Once we have a serach we are happy with we need to copy the url from the browser and paste it as an argument to the requests.get() function.

After we loaded the webpage into our page variable we will pass it on to BautifulSoup to parse it into a parsing tree for us, using html.parser

In [0]:
page = requests.get('https://novainstitute.ca/examples/examplePage.html')

In [0]:
soup = BeautifulSoup(page.text, 'html.parser')
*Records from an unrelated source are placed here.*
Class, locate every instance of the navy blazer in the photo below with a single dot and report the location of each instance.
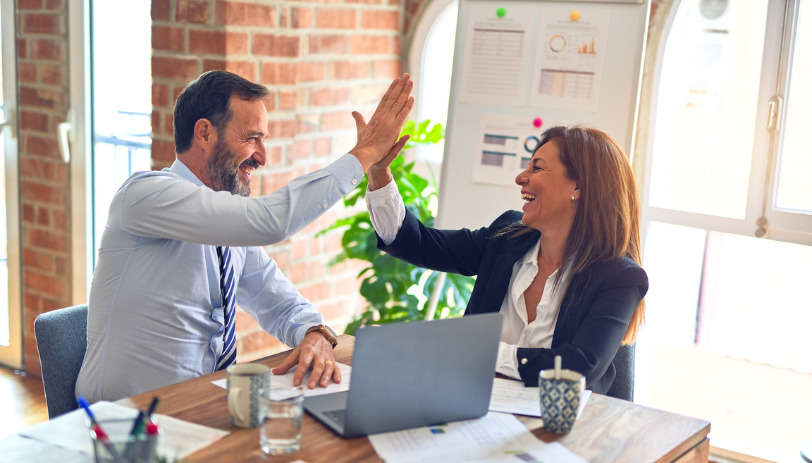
(595, 310)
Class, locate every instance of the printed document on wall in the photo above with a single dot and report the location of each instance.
(570, 57)
(506, 145)
(496, 63)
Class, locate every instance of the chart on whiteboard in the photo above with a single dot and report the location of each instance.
(570, 57)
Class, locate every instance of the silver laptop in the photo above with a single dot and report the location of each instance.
(414, 374)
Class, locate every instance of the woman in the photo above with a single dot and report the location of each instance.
(565, 271)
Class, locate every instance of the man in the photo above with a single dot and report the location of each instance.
(182, 245)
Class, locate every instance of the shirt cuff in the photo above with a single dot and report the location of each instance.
(386, 211)
(348, 171)
(506, 363)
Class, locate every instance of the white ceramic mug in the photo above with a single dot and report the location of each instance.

soup has a function called prettify() that makes the parsing tree more human readable. We will use it to print out the information we gathered.

In [0]:
print(soup.prettify())

We can extract elements based on their tags using our parsing tree. For example, this is how to display only the title of the web-page:

In [0]:
title = soup.title.contents[0]
title = title.strip()
print(title)

If we want just the text in the body section we can get that too:

In [0]:
bodytext = soup.p.contents[0]
bodytext = bodytext.strip()
print(bodytext)

You can even find all the links on the page:

In [0]:
websites = soup.find_all('a')
for website in websites:
  website = website["href"]
  print(website)

##Downloading images
We can get the url for an image much the same way as we get the url for a link, but we want to download the image itself. For this we will write a small function using requests.get.

In [0]:
def downloadImage(url, filename):
  img = requests.get(url)
  
  with open(filename, "wb") as code:
    code.write(img.content)

Now we can get the urls for the images, and use the function we already defined to download those images.

In [0]:
images = soup.find_all('img')
i = 0;
for image in images:
  image = image["src"]
  print(image)
  downloadImage(image,"img{}.png".format(i))
  i += 1




If you are using google colab to run this notebook you should find a file called img0.png under the files tab in the menu on the left (you may need to click the little arrow button to see the menu)

If you are running the notebook locally you should find the file in the same directory as your notebook.